Again, of more critical demand is that, we have been told severally of how the Akufo-Addo administration has delivered beyond any other government in Ghana’s history. Indeed, at some point, he was said to have performed better than the 8 years of the previous NDC administration. Indeed, the current Vice President Dr. Bawumia, has led that claim, (https://www.myjoyonline.com/politics/2019/December-9th/the-records-show-npp-govt-has-performed-better-bawumia.php).
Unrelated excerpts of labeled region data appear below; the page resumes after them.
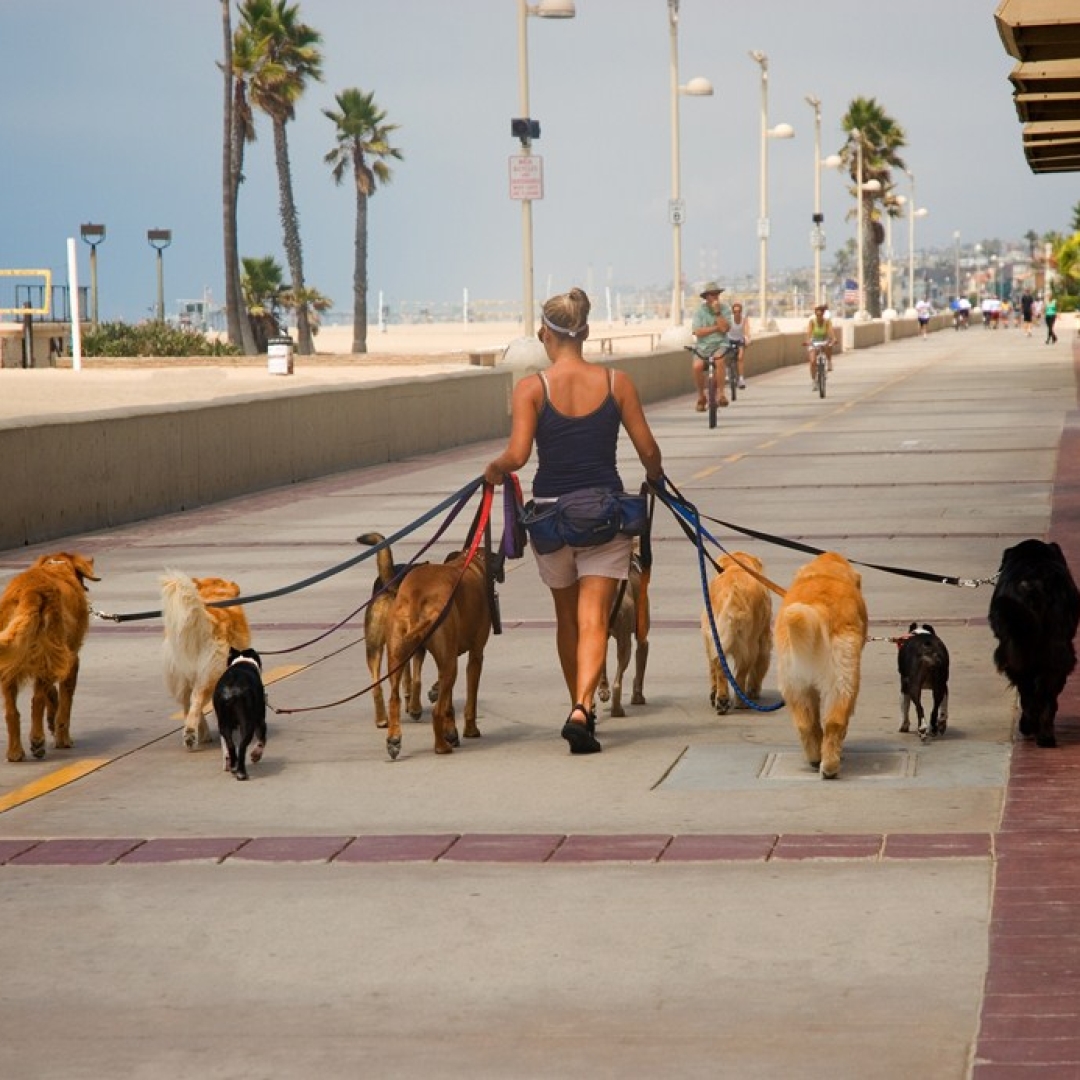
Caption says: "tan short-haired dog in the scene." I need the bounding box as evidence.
[775,552,868,780]
[161,570,252,750]
[387,552,491,759]
[0,551,99,761]
[701,551,772,714]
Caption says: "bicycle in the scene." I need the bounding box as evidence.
[810,341,828,397]
[684,341,739,428]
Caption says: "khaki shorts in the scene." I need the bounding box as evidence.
[530,536,634,589]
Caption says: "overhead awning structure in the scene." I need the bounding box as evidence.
[994,0,1080,173]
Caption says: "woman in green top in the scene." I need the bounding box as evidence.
[1042,297,1057,345]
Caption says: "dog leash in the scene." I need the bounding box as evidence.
[91,476,484,622]
[658,477,998,589]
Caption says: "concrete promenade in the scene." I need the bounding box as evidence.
[0,315,1080,1080]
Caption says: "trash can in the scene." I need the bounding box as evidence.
[267,338,293,375]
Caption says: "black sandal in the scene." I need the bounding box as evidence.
[563,702,604,754]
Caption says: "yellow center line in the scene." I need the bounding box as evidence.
[0,757,111,813]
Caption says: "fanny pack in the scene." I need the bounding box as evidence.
[522,487,649,555]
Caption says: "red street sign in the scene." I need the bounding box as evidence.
[510,153,543,199]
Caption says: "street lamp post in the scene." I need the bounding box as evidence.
[146,229,173,323]
[667,0,713,326]
[851,127,881,319]
[904,168,930,312]
[512,0,577,336]
[750,49,795,329]
[72,222,105,326]
[953,229,960,300]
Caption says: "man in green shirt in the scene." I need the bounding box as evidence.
[690,281,731,413]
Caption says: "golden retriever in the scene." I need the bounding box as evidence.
[775,552,868,780]
[0,551,100,761]
[387,552,491,759]
[161,570,252,750]
[596,552,650,716]
[356,532,423,728]
[701,551,772,714]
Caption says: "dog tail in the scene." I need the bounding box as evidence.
[356,532,397,590]
[0,589,56,669]
[777,603,828,662]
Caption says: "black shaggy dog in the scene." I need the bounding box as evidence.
[896,622,948,742]
[214,649,267,780]
[990,540,1080,746]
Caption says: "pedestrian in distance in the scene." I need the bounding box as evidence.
[728,300,750,390]
[484,288,663,754]
[1042,296,1057,345]
[690,281,731,413]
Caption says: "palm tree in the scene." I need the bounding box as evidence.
[234,0,323,356]
[839,97,915,319]
[240,255,288,352]
[220,0,257,355]
[323,86,402,352]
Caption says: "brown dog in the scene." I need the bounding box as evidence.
[356,532,423,728]
[387,552,491,759]
[161,570,252,750]
[777,552,868,780]
[596,553,649,716]
[701,551,772,715]
[0,551,100,761]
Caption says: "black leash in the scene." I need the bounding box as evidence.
[657,477,997,589]
[92,476,484,622]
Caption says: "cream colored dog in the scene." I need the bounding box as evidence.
[775,552,868,780]
[701,551,772,714]
[161,570,252,750]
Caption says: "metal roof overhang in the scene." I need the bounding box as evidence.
[1024,120,1080,173]
[994,0,1080,173]
[994,0,1080,64]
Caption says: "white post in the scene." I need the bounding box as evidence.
[68,237,82,372]
[667,0,683,326]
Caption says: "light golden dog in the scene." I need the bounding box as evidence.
[775,552,868,780]
[596,552,650,716]
[701,551,772,715]
[356,532,423,728]
[387,552,491,759]
[0,551,100,761]
[161,570,252,750]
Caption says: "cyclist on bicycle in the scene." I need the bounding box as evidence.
[804,303,836,390]
[690,281,731,413]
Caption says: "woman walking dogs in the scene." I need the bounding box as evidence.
[484,288,662,754]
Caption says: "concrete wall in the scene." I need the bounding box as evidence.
[0,316,950,549]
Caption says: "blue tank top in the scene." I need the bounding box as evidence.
[532,372,622,499]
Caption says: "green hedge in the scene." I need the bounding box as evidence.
[82,322,240,356]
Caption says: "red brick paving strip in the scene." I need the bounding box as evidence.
[971,399,1080,1080]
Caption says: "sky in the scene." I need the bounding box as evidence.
[6,0,1080,321]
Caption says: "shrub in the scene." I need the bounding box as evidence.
[82,321,240,356]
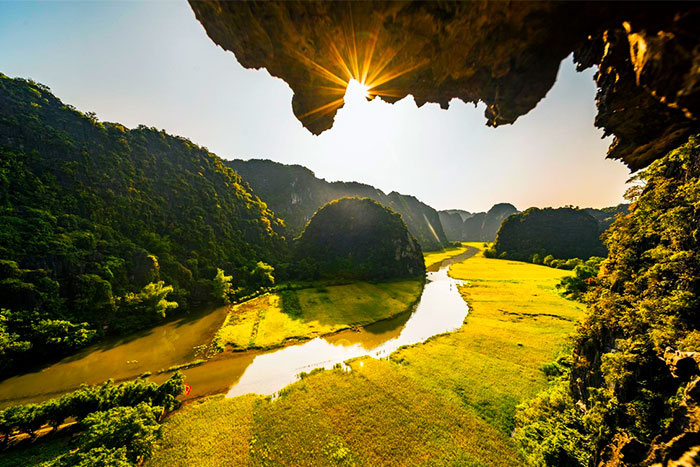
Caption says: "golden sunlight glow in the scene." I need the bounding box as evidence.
[295,20,426,124]
[345,79,371,104]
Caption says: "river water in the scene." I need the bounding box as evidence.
[0,248,476,407]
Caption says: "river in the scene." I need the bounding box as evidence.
[0,248,477,407]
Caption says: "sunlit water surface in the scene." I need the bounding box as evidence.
[0,249,476,407]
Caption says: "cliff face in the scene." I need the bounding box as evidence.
[294,198,425,280]
[440,203,518,242]
[191,0,700,169]
[226,159,448,250]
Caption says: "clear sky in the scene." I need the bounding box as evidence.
[0,0,629,211]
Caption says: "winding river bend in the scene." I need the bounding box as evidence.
[0,248,477,407]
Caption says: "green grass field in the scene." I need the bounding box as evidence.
[214,280,423,350]
[423,244,467,268]
[147,244,582,466]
Since Ghanaians definitely want to see into power a very performing person as their president, and having been graced with a president who has performed in less than 3 years than what his predecessors did in 8 years, should the same register that produced him the overwhelming victory in 2016, not be comforting enough to guarantee him another term? Must he throw away what provided him the victory and embrace a new system which may rather erode his fortunes since he hasn’t stood elections on its account?
Indeed, president Akufo-Addo himself has indicated how he is cruising to victory and how it would be a bad decision for Ghanaians to return John Dramani Mahama to power, (https://mobile.ghanaweb.com/GhanaHomePage/NewsArchive/Ghanaians-willl-reject-sleeping-ideas-brankrupt-Mahama-Akufo-Addo-796491). The president and the New Patriotic Party must have very assuring future in the register in its current form with their superior achievements that Ghanaians are only seeing under Nana Akufo-Addo as president.
From the above, unless there is/are some other reasons other than those presented which have been assessed, I am not convinced for the need to expend Ghc444 million hard currency into producing a new register when that can go into fixing some social needs of our people. Today, we have communities whose indigenes are unable to have access to potable drinking water, we have communities where people have their children sitting under trees or dilapidated structures to learn. Those people all have the rights to enjoy the social amenities that anyone sitting at the Seat of Government, the Electoral Commission, Parliament, is enjoying.
I think we can put our resources to some good use since there isn’t any compelling reason so far to justify this huge expenditure in the name of creating a “more” credible register for the 2020 elections.
A Merry Christmas to you all, and an anticipated Happy New Year.